By Sholnn Z. Freeman
Howard University students, staff, and faculty got to relax and take deep breaths with President Ben Vinson III, Ph.D., days ahead of his formal inauguration as the University’s 18th president.
As part of a week-long series of inauguration events, the University held a yoga session on the Yard to introduce Vinson to more members of the Howard community. The event was held in partnership with FITDC, a city-wide health and fitness initiative led by the District of Columbia. At the event, a yoga instructor led attendees of the class through tree poses, high lunges, softly pressed everyone to sit a little deeper in the chair pose.
“I liked the part where we inhaled and looked high up into the sky,” said Jacqueline Young, a program manager in the Office of the Provost who has worked at the University for 24 years.
Young, who works in the Office of the Provost, said she looks forward to executing the vision that Vinson has begun to lay out to improve the University’s future.
“He seems to be a great man,” Young said. “I like what he is saying about taking Howard University to ‘maximum strength.’ That’s exactly what we need. We are very strong in many areas, but maximizing it means we are aiming to be the very best at everything we are trying to accomplish – and being intentional about it.”
Finance seniors Joshua Bredwood and Brandon Langmia joined the yoga activities when Vinson approached them to join the group as they walked across the Yard.
“I like the enthusiasm,” Bredwood said. “He pointed me out and asked me to come over.
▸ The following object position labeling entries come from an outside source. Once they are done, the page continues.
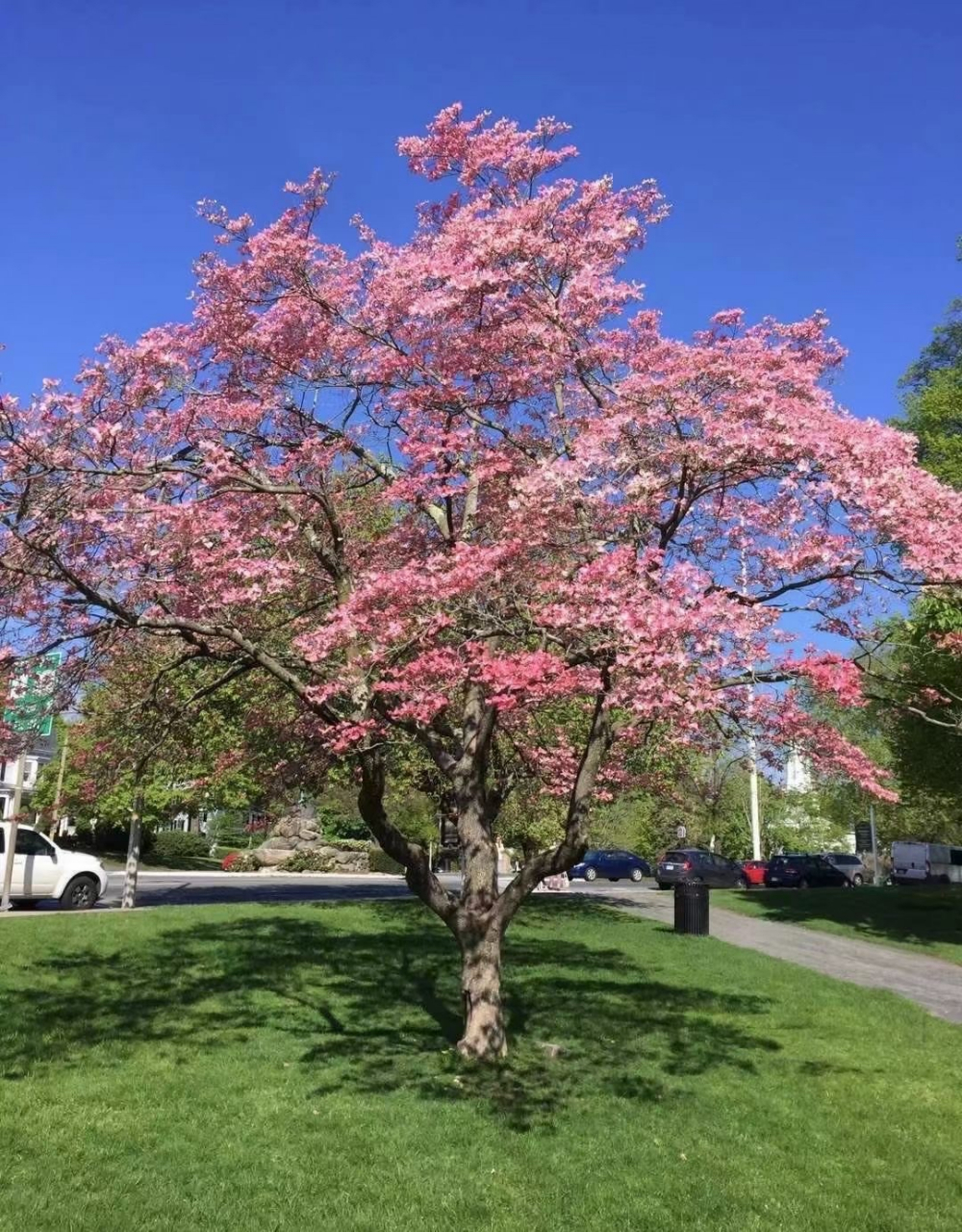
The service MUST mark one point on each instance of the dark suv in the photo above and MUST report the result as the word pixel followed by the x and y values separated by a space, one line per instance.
pixel 850 865
pixel 802 870
pixel 694 863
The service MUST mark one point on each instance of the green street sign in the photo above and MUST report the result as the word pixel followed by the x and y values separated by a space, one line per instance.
pixel 30 705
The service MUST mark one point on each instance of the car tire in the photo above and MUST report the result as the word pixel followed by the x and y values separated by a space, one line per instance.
pixel 80 894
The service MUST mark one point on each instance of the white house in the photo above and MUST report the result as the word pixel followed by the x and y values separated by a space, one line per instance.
pixel 38 757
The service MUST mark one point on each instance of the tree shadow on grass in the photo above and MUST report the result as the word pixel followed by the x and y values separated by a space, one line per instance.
pixel 369 1004
pixel 918 916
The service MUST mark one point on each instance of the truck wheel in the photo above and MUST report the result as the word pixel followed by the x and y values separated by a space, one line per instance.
pixel 80 894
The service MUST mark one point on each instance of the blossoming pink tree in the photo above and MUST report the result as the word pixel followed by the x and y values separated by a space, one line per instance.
pixel 462 492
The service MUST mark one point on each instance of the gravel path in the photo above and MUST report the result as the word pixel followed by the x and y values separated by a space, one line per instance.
pixel 931 984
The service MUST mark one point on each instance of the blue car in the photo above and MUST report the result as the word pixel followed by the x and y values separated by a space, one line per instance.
pixel 611 865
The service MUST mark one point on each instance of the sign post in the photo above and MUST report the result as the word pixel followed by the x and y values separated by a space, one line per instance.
pixel 868 840
pixel 29 712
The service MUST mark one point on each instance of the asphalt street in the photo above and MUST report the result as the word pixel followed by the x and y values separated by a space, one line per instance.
pixel 194 888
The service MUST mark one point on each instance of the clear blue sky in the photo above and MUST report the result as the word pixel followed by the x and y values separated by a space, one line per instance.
pixel 812 150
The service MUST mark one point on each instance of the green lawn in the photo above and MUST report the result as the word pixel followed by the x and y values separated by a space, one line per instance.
pixel 272 1068
pixel 915 919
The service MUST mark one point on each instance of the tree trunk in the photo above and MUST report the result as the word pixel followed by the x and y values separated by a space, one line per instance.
pixel 481 993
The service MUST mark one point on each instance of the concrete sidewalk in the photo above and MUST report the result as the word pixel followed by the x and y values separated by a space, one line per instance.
pixel 931 984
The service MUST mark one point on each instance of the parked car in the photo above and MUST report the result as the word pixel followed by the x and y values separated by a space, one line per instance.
pixel 694 863
pixel 850 865
pixel 43 870
pixel 611 865
pixel 755 871
pixel 800 870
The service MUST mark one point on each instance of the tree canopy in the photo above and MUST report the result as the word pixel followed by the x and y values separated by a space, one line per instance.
pixel 440 489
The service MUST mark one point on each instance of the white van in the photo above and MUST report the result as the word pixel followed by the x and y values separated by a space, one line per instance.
pixel 42 870
pixel 932 862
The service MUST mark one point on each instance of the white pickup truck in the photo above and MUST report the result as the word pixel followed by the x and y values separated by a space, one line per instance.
pixel 43 870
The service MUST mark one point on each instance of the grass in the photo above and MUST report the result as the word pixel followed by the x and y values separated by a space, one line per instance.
pixel 915 919
pixel 275 1068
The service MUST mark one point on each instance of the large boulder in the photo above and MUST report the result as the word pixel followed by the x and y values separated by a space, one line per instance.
pixel 299 831
pixel 271 857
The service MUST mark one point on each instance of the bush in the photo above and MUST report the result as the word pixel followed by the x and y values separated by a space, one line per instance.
pixel 180 845
pixel 240 861
pixel 307 861
pixel 106 836
pixel 382 862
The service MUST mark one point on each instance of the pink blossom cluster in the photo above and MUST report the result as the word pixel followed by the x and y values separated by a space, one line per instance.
pixel 472 461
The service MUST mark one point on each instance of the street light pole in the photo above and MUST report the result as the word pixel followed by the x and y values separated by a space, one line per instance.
pixel 752 797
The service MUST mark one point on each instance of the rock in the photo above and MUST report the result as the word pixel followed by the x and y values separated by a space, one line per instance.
pixel 271 857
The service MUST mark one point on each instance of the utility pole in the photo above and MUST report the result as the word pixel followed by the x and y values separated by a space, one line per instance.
pixel 58 790
pixel 133 852
pixel 752 761
pixel 12 847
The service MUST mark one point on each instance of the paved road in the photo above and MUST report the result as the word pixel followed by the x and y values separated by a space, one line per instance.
pixel 930 982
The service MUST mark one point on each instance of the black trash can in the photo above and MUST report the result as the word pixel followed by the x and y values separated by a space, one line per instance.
pixel 691 909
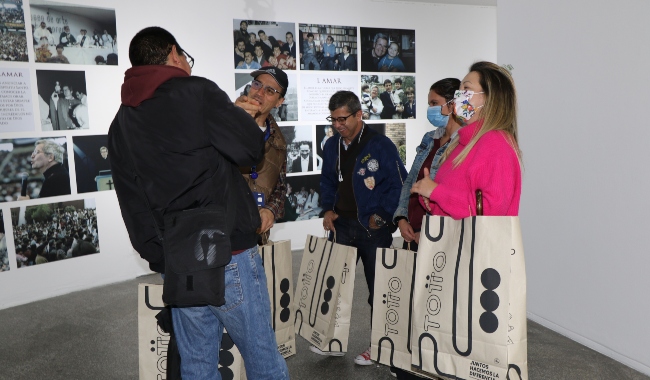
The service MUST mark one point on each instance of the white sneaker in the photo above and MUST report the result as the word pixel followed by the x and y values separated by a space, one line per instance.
pixel 318 351
pixel 363 358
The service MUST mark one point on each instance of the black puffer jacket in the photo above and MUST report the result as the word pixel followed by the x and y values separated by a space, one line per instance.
pixel 186 141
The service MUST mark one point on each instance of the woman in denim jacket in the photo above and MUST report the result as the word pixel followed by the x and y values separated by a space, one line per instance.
pixel 409 213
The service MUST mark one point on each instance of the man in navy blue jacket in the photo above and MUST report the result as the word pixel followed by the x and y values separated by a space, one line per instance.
pixel 361 181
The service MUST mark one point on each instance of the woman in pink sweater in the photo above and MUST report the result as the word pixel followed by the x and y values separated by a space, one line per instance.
pixel 485 156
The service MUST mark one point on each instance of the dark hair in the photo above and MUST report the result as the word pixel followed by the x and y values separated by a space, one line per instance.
pixel 151 46
pixel 347 99
pixel 446 88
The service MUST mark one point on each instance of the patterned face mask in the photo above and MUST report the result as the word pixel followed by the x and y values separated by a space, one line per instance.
pixel 464 109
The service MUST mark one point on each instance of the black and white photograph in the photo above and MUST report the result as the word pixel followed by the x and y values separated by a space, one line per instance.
pixel 391 50
pixel 73 34
pixel 328 47
pixel 387 97
pixel 33 168
pixel 92 166
pixel 62 100
pixel 288 110
pixel 54 231
pixel 13 37
pixel 303 198
pixel 4 255
pixel 396 132
pixel 300 157
pixel 264 43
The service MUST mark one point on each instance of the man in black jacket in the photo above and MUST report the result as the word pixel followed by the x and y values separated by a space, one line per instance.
pixel 176 144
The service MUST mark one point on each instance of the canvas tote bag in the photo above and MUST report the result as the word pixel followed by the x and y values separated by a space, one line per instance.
pixel 152 341
pixel 277 260
pixel 469 309
pixel 317 292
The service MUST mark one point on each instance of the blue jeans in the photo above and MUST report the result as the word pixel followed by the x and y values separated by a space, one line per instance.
pixel 350 232
pixel 247 317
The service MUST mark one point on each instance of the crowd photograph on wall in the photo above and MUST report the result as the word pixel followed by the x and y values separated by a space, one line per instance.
pixel 13 38
pixel 54 232
pixel 73 34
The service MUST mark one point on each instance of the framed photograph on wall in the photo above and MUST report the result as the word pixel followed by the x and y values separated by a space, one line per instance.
pixel 55 231
pixel 33 168
pixel 62 100
pixel 13 39
pixel 387 96
pixel 92 166
pixel 264 43
pixel 328 47
pixel 73 34
pixel 387 50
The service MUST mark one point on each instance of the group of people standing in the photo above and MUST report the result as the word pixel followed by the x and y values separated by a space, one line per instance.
pixel 232 159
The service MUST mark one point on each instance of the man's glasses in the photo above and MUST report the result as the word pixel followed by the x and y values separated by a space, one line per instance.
pixel 268 90
pixel 340 120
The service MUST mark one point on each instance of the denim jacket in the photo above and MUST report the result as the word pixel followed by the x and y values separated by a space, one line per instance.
pixel 376 180
pixel 422 152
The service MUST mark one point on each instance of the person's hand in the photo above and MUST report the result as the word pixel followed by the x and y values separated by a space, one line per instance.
pixel 406 230
pixel 268 219
pixel 425 186
pixel 328 220
pixel 251 106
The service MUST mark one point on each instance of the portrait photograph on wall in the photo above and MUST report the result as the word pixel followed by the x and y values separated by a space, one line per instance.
pixel 387 97
pixel 328 47
pixel 300 157
pixel 16 111
pixel 62 100
pixel 33 168
pixel 73 34
pixel 303 198
pixel 54 231
pixel 91 163
pixel 396 132
pixel 264 43
pixel 13 37
pixel 288 110
pixel 387 50
pixel 4 255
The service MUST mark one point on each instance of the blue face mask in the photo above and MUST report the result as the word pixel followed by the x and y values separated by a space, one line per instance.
pixel 436 118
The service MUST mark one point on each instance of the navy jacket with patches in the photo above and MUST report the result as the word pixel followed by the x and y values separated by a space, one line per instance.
pixel 384 197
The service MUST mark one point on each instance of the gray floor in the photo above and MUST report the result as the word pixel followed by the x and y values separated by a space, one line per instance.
pixel 92 334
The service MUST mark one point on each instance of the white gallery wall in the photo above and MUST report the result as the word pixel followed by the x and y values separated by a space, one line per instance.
pixel 581 69
pixel 204 29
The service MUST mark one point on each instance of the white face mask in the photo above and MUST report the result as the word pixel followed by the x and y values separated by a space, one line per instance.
pixel 464 109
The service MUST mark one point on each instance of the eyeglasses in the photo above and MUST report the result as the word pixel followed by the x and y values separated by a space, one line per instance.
pixel 340 120
pixel 268 90
pixel 189 58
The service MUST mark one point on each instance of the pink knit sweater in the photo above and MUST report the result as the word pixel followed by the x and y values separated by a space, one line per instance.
pixel 491 166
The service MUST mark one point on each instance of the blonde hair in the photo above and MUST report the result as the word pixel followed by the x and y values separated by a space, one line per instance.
pixel 499 113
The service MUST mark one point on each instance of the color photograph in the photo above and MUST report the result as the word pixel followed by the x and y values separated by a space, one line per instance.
pixel 92 166
pixel 72 34
pixel 33 168
pixel 328 47
pixel 387 50
pixel 264 43
pixel 54 231
pixel 13 38
pixel 387 97
pixel 62 100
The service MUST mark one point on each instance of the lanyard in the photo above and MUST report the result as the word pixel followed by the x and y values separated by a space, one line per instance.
pixel 267 134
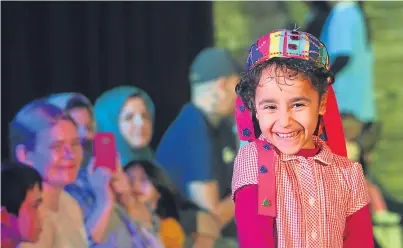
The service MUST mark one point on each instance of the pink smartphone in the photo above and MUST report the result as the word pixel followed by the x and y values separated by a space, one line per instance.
pixel 105 150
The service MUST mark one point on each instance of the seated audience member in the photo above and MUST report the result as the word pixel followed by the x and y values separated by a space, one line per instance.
pixel 199 147
pixel 147 189
pixel 21 200
pixel 108 223
pixel 80 109
pixel 43 137
pixel 128 112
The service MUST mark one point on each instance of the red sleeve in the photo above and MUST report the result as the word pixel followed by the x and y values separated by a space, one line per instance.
pixel 254 230
pixel 358 230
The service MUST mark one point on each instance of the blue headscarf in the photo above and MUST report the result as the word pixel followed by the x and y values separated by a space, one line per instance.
pixel 107 110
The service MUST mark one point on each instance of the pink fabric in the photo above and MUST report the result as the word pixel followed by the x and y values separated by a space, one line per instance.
pixel 358 231
pixel 315 195
pixel 258 231
pixel 266 179
pixel 254 230
pixel 244 122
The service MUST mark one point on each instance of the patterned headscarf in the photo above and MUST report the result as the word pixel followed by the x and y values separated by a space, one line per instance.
pixel 294 44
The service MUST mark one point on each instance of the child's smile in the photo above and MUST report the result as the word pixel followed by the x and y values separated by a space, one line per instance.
pixel 287 109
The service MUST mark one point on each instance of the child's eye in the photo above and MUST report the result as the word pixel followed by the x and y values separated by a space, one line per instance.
pixel 271 107
pixel 298 105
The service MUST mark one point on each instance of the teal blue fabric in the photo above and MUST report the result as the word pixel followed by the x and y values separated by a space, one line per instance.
pixel 61 100
pixel 106 111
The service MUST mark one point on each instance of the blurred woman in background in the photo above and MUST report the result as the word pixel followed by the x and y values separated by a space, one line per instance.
pixel 44 137
pixel 146 186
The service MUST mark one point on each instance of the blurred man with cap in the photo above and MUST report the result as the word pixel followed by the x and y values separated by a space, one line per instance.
pixel 199 147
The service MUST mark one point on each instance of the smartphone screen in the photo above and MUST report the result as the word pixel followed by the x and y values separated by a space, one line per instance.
pixel 105 150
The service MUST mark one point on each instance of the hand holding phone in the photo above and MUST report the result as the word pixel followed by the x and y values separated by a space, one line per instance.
pixel 105 151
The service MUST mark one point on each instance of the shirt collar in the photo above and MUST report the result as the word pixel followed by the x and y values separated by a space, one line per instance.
pixel 325 155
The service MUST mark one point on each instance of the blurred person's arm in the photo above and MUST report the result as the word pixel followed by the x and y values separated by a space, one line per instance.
pixel 46 238
pixel 96 218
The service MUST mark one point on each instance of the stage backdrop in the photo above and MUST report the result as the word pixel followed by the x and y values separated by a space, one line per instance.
pixel 90 47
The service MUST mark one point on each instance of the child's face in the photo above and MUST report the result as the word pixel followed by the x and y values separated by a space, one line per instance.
pixel 28 225
pixel 141 186
pixel 288 110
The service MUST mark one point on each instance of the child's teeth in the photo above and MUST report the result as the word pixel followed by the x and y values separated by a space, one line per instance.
pixel 287 135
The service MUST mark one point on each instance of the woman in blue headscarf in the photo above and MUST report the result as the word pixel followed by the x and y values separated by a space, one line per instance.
pixel 128 113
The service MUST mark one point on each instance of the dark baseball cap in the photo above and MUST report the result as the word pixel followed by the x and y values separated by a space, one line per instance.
pixel 212 63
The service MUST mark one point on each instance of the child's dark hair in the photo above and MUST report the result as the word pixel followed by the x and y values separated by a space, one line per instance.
pixel 291 68
pixel 16 180
pixel 167 205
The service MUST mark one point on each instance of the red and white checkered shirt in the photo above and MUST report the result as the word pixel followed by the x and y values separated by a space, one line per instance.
pixel 315 195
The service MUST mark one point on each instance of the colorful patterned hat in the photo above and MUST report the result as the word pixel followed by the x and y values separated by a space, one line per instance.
pixel 288 44
pixel 294 44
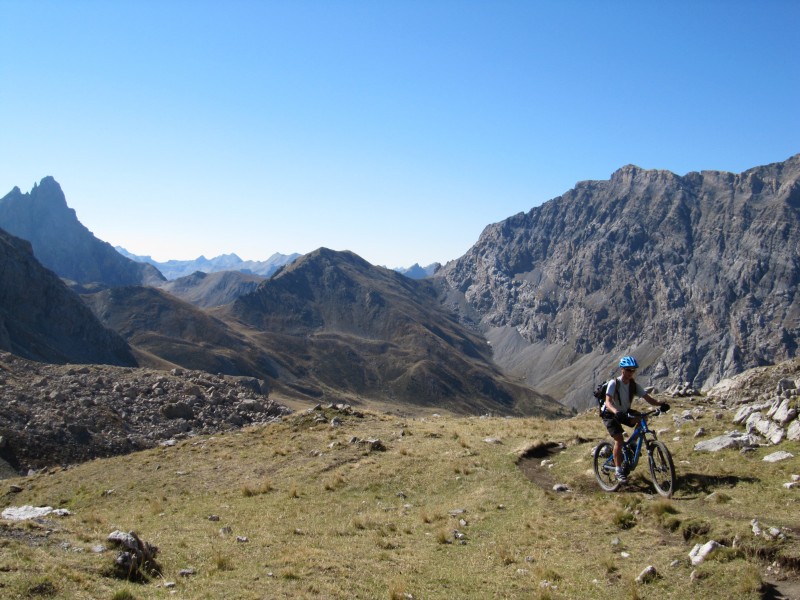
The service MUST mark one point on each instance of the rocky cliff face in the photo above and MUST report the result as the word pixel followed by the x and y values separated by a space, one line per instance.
pixel 695 275
pixel 61 243
pixel 41 319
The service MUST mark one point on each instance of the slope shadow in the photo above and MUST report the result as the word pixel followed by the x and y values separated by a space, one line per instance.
pixel 697 483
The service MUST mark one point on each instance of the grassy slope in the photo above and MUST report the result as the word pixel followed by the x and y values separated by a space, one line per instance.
pixel 325 517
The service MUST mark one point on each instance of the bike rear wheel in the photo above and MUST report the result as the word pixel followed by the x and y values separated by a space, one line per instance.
pixel 604 470
pixel 662 470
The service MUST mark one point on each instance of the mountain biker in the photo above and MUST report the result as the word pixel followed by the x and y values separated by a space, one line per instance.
pixel 619 397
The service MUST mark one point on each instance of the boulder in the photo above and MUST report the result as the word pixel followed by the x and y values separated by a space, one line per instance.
pixel 732 439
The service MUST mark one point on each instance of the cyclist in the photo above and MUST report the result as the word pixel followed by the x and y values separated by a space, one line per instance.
pixel 619 397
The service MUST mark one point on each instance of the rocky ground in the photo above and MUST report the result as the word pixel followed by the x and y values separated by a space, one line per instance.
pixel 65 414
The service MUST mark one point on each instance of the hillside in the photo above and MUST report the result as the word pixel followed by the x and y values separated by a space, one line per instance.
pixel 167 332
pixel 338 503
pixel 61 243
pixel 206 290
pixel 349 330
pixel 177 269
pixel 695 275
pixel 41 319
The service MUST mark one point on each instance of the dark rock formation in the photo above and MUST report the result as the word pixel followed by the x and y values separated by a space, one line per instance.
pixel 695 275
pixel 41 319
pixel 61 243
pixel 346 330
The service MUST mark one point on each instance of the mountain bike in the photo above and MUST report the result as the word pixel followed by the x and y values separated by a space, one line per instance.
pixel 662 470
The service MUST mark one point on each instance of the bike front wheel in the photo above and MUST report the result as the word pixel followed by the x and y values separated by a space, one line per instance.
pixel 604 470
pixel 662 470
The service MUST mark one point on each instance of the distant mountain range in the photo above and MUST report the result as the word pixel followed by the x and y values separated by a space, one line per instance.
pixel 41 319
pixel 61 243
pixel 695 275
pixel 174 269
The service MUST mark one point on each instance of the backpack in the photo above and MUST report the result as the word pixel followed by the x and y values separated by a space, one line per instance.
pixel 600 395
I don’t know him that well, but I like the energy.”
Langmia said it was good to see the president on the Yard and getting a chance to chat with him.
“We’re young and we’re seniors now,” Langmia said. “We are going to be alumni soon. Seeing the president out and being engaged – you can’t get enough of that.”
Thennie Freeman, acting director of the D.C. Parks and Recreation who helped mobilize FITDC for the yoga event, said she wanted students on campus to keep in mind Howard University’s unique and important place in the city’s culture and history.
Freeman has family connections to Howard University. Her daughter is a student in the College of Arts and Sciences, and her mother graduated from the School of Social Work.
“What I saw in my mother and Howard University was a consistent striving for excellence,” she said. “My mother was tenacious. She commuted to Howard from Roanoke, Virginia. It was a four-hour drive. She would leave the house very early and come back late at night.”
She said she met Vinson at the Truth and Service Classic football game in September.
“I thought he was ready,” Freeman said, referring to Vinson’s enthusiasm. “I got the impression that he was unwavering and extremely confident.”